• The Downside of Boredom

    I often extol the benefits of boredom and bemoan the fact that kids today don’t know what it is to have great swaths of time stretching out before them with nothing to do—no social media to troll through, no Netflix to stream, no on-line shops to browse. Think of all the creative, though admittedly often mindless, projects that have gone unrealized because commenting on Enema’s new outfit was more important, immediately gratifying, and a lot less of a bother than, say, exploring the limits of your endurance by taking a swig of Listerine and seeing how long you could hold it in your mouth before spitting it out. (True story.)

    It was one of these periods of boredom that led me to starting The Tunnels.

    I was exploring my bedroom closet and found—if I pulled out the box that held the many pairs of ice skates and moved the Christmas ornaments—I could squeeze into the vacant spot behind it. I was in my early teens, but still tiny, so it was a perfectly sized hiding place. Granted, I didn’t actually need a hiding place, but it was handy to have one, and as soon as that thought settled, a second thought—because it was so blindingly obvious—immediately made itself known and demanded attention, and action: my new hiding place was the ideal location for a secret trapdoor into the basement and (of course) a corresponding escape tunnel.

    How I imagined it. The Reality was a bit different.

    After spending an hour or so taking precise measurements, I squeezed into the crawlspace (we didn’t really have a basement, just a gap of about two or three feet between the floor of the house and the hard-packed earth beneath) and located the spot directly beneath my hiding place and, wisely deciding to leave the trapdoor idea until later, began to dig. I managed a hole about three feet deep and the beginning of a tunnel before getting bored with it and going on to something else.

    But I didn’t forget about it and had soon recruited the only other two boys in the neighbourhood to help. This must have been during the summer because we had a lot of time on our hands, and I recall spending more than a few afternoons in the crawl space, with digging implements liberated from their fathers’ sheds, working on our tunnel.

    Three of us working in one tunnel soon proved impractical, as well as a waste of effort, so I started another shaft, right next to the foundation wall, to make a second tunnel that would meet up with the first. That this would create an escape tunnel that began and ended under the house never bothered me.

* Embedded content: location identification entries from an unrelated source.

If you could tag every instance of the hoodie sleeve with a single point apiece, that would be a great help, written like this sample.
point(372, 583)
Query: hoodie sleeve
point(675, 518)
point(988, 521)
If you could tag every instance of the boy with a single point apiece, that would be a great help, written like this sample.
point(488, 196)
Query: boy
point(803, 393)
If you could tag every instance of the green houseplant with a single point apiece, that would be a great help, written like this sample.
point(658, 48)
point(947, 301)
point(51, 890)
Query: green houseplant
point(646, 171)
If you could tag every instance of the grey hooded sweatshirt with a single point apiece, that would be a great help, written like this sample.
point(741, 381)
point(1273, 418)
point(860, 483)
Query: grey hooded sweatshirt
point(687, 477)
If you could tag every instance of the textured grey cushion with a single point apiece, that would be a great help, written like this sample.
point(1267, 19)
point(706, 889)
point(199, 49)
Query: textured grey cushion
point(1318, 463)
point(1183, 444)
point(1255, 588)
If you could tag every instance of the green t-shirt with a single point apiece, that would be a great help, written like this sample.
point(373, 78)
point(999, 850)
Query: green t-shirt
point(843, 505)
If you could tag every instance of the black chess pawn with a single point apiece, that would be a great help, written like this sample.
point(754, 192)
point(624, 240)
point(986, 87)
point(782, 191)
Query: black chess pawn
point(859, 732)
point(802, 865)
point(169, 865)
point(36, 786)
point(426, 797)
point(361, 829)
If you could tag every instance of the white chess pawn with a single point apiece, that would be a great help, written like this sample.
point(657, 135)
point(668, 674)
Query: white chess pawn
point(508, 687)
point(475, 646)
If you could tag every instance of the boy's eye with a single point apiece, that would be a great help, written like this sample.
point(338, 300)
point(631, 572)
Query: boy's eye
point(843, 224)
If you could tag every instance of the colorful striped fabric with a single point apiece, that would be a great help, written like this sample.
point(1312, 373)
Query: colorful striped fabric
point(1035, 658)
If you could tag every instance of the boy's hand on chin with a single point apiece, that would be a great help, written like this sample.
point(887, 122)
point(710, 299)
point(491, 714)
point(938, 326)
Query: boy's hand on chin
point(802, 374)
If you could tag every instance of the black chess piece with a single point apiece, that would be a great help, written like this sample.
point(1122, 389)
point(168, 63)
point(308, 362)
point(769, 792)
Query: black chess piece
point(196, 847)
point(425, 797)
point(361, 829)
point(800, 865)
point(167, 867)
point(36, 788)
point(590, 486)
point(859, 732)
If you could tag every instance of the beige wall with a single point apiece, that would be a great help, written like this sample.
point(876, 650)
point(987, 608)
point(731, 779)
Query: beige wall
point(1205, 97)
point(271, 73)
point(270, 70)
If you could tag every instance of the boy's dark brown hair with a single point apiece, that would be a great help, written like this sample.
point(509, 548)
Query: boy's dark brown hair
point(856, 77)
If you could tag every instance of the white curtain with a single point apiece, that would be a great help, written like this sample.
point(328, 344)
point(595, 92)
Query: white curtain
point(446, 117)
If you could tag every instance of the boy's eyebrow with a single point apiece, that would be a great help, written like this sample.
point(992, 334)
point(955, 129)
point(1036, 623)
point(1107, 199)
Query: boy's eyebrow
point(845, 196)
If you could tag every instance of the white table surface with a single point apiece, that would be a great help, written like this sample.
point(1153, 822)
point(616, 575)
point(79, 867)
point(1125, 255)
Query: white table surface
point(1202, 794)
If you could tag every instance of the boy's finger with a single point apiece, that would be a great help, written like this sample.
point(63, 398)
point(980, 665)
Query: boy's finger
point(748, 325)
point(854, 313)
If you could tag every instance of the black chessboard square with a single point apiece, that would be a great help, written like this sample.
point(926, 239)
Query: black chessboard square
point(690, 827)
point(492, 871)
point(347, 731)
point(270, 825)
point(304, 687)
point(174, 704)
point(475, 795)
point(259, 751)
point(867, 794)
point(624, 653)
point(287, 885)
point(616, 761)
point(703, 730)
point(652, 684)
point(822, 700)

By then I had forgotten about the trapdoor and escape route idea and was simply content to dig.

    Eventually, the tunnels met, which allowed us the privilege of going into one hole, crawling through the underground passage, and emerging from another hole about 18 feet away. It didn’t take long for the novelty to wear off.

    This did not, however, satisfy our interest in tunnelling, so we went outside, to an area beyond the lilac hedge, and started another. It was a lot easier to dig outside and we attacked the task with enthusiasm, and soon had two new holes with tunnels inching toward each other. This time, as the outdoors gave us easier access, we tried to do it right—à la The Great Escape—by including wooden supports but, alas, we had limited carpentry skills, and an even more limited supply of junk wood, so we just dug without any supports, thinking, “What’s the worst that could happen?”

    Well, allow me to tell you: one cubic foot of earth weighs 100 pounds, and eight or ten cubic feet suddenly falling on top of you can crush and suffocate you in no time. But we were young and pretty stupid. Mom, however, was not. She had graduated second in her class, was well-read and was, after all (and in my view, this should have been the deciding factor) an adult, yet—despite being totally aware of what we were doing—she just allowed us to get on with it.

    We finished that tunnel, dug an extension with a connector tunnel between them, came up with a grand plan for a full network and managed to dig a shaft about seven feet deep before Dad got wind of our activities.

    Ambitious, but stupid.

    Oddly—seeing as he rarely took any interest in us or our activities—he became concerned enough to visit our construction site one evening.

    It was after dinner, while we were all out doing something else, when Dad told Mom he wanted to see our tunnels. She told him it was just a bit of fun we were having, and it wasn’t dangerous, but Dad insisted on having a look. After viewing our work, he concurred that it actually looked pretty sound to him. This put his mind at ease, until he stamped on the ground above one of the tunnels to test its strength, and the whole thing collapsed.

    I didn’t find out until the next day when I went out to work on the tunnels and found them caved in. Then Mom told me what had happened, and I had to agree that, yeah, it was a stupid, and dangerous, thing to do, and I went off to find some other project to keep me occupied.

    We never filled the tunnels in. The ones outside the lilacs eventually became depressions in the ground, and the one under our house, for all I know, is still there, and the seven-foot hole we just abandoned. We all knew where it was, no one went out there much anyway and, more to the point, filling it in sounded like work, so we just left it.

    The only incident that came from this occurred a few winters later, when a huge snowstorm—as they often did—cut our power off. A man from the power company came along and said he needed to look at the power pole, which was outside the lilac hedge, to see what the problem was. Mom told him to go ahead. Then she had a thought, ran to the front door, opened it, and shouted, “Watch out for the—”

    “Found it!” came the muffled reply.

    Even so, we still never bothered filling it in.